Of course, anything that is easier, more efficient, and better looking will likely be used more often and more widely. AI will eventually be able to create duplicates of actors or manipulate their performances much more directly and without anyone ever having been on set or on a motion capture stage and without the need for highly skilled animators. This is still some years away at the very least but will likely be possible at some point in the future.
One thing that stands out in the two documents quoted above is that AMPTP’s proposals do not use the term AI, unlike SAG-AFTRA’s proposals. This may be an important point given that this has been going on for some time without AI. In other words, the SAG-AFTRA concerns would likely need to be addressed more specifically in modified and/or additional language in the SAG-AFTRA Minimum Agreement, but it’s worth keeping in mind that neither digital duplication nor digital manipulation of actors require AI technology.
One More Thing
One of the concerns SAG-AFTRA representatives Duncan Crabtree-Ireland expressed was:
…that our background performers should be able to be scanned and get paid for one day’s pay and their companies should own that scanned image, their likeness to be able to use it for the rest of eternity in any project they want with no consent and no compensation…
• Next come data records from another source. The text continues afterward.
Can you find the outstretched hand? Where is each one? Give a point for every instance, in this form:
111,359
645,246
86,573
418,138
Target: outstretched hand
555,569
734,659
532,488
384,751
As mentioned above, AMPTP denied that they had proposed this and this seems to be reflected in the proposals listed above from their press release. However, as a practical matter, there are a few things worth considering.
When replicating people to build up a large crowd, part of what you’re trying to replicate is the look of the crowd, specifically what they’re wearing. This is a big road block to using background actors from one movie on another. The faces in the crowd are typically at such low resolution in the final frame that a handful of random faces will usually work.
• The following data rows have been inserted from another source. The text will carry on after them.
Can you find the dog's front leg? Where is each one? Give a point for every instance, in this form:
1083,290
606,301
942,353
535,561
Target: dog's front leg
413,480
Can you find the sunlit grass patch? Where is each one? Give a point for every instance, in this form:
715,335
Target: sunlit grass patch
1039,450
Generative AI techniques already make it quite possible to create generic photorealistic faces of people that have never existed. Similar techniques will likely make it possible in the near future to match the wardrobe as well. This means that for large crowds, no photos or scans of background actors will be needed.
However, the closer a digital character gets to camera, the more expensive and time consuming it is to create. Right now, the effort to get realistic looking background characters that are relatively close to camera is prohibitive — it’s less expensive to just use real people. But some number of years in the future, AI tools will likely reduce the expense and time needed to have realistic background characters that are close to camera. This probably won’t be in the next few years, but it will likely be possible some time soon after that.
Tools and Results
As things stand now and other than for these background crowds, creating a digital duplicate of a key actor to place into a scene where no actor was on set requires extreme effort and expense, and good results are difficult to attain. It will likely take some time before creating a digital duplicate of an actor in a scene doesn’t require significantly more time and money than using the actor directly.
Deepfake technology does allow one actor’s face to be placed on another actor in a faster and more convincing manner than previously possible, and this will likely lead to more widespread use of the technique. However, there’s still an actor driving the performance and face replacement itself doesn’t require deepfake technology or any other AI technology.
As mentioned in the last post in regards to AI systems writing screenplays, getting 80% of the way to your goal is usually quite a bit easier than getting that last 20%. The last 20% of effort to get to economically viable, fully AI generated lead performers could take years, so it may be worth concentrating more on the end results that are causing concern rather than the tools used to get those results.